'So he can bring it back.'
'What I don't understand,' said Gaspode, as Victor picked up the stick and hurled it away, Laddie racing along underneath it, 'is how come we're descended from wolves. I mean, your average wolf, he's a bright bugger, know what I mean? Chock full of cunnin' an' like that. We're talking grey paws racing over the trackless tundra, is what I'm getting at.'
Gaspode looked wistfully at the distant mountains. 'And suddenly a handful of generations later we've got Percy the Pup here with a cold nose, bright eyes, glossy coat and the brains of a stunned herring.'
'And you,' said Victor. Laddie whirled back in a storm of sand and dropped the damp stick in front of him. Victor picked it up and threw it again. Laddie bounded off, yapping himself sick with excitement.
'Well, yeah,' said Gaspode, ambling along in a bowlegged swagger. 'Only I can look after myself. It's a dog-eat-dog world out there. You think Dopey the Mutt there would last five minutes in Ankh- Morpork? He set one paw in some o' the streets, he's three sets of fur gloves an' Crispy Fried No. 27 at the nearest Klatchian all-night carryout.'
Victor threw the stick again.
'Tell me,' he said, 'who was the famous Gaspode you're named after?'
'You never heard of him?'
'No.'
'He was dead famous.'
'He was a dog?'
'Yeah. It was years and years ago. There was this ole bloke in Ankh who snuffed it, and he belonged to one of them religions where they bury you after you're dead, an', they did, and he had this ole dog-'
'-called Gaspode-?'
'Yeah, and this ole dog had been his only companion and after they buried the man he lay down on his grave and howled and howled for a couple of weeks. Growled at everybody who came near. An' then died.'
Victor paused in the act of throwing the stick again.
'That's very sad,' he said. He threw. Laddie tore along underneath it, and disappeared into a stand of scrubby trees on the hillside.
'Yeah. Everyone says it demonstrates a dog's innocent and undyin' love for 'is master,' said Gaspode, spitting the words out as if they were ashes.
'You don't believe that, then?'
'Not really. I b'lieve any bloody dog will stay still an' howl when you've just lowered the gravestone on his tail,' said Gaspode.

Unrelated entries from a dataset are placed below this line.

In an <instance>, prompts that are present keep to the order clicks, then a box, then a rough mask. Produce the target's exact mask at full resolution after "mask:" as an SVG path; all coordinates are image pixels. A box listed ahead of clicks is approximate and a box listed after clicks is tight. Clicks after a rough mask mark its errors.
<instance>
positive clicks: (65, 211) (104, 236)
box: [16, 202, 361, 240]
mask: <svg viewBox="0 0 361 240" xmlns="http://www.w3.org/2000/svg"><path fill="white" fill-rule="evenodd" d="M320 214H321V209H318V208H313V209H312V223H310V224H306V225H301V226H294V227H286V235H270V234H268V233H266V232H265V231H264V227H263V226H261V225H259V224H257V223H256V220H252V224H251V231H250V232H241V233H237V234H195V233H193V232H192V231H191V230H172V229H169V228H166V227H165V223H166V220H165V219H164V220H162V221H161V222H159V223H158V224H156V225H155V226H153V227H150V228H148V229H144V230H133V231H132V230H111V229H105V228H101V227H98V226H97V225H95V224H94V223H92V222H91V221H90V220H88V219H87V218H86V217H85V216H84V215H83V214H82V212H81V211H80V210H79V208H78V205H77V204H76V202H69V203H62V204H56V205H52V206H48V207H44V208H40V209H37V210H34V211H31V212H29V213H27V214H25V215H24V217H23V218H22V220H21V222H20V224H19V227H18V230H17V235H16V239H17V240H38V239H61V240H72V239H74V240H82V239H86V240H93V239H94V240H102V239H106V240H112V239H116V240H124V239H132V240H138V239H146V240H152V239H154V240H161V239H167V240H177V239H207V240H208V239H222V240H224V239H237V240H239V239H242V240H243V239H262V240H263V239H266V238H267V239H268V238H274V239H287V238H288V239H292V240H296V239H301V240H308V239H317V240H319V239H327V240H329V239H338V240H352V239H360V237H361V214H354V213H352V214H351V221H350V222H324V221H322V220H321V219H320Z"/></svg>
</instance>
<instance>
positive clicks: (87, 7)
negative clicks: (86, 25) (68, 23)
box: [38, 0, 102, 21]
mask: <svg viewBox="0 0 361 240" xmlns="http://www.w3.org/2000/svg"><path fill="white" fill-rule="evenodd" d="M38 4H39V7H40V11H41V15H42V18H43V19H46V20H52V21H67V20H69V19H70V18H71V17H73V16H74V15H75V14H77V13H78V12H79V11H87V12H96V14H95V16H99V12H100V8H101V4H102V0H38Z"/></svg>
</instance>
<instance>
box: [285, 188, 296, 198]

There was a ferocious barking.
'Don't worry about it. He's probably found a threatening rock or something,' said Gaspode.
He'd found Ginger.
The Librarian knuckled purposefully through the maze of Unseen University's library and descended the steps towards the maximumsecurity shelves.
Nearly all the books in the Library were, being magical, considerably more dangerous than ordinary books; most of them were chained to the bookcases to stop them flapping around.
But the lower levels . . .
. . . there they kept the rogue books, the books whose behaviour or mere contents demanded a whole shelf, a whole room to themselves.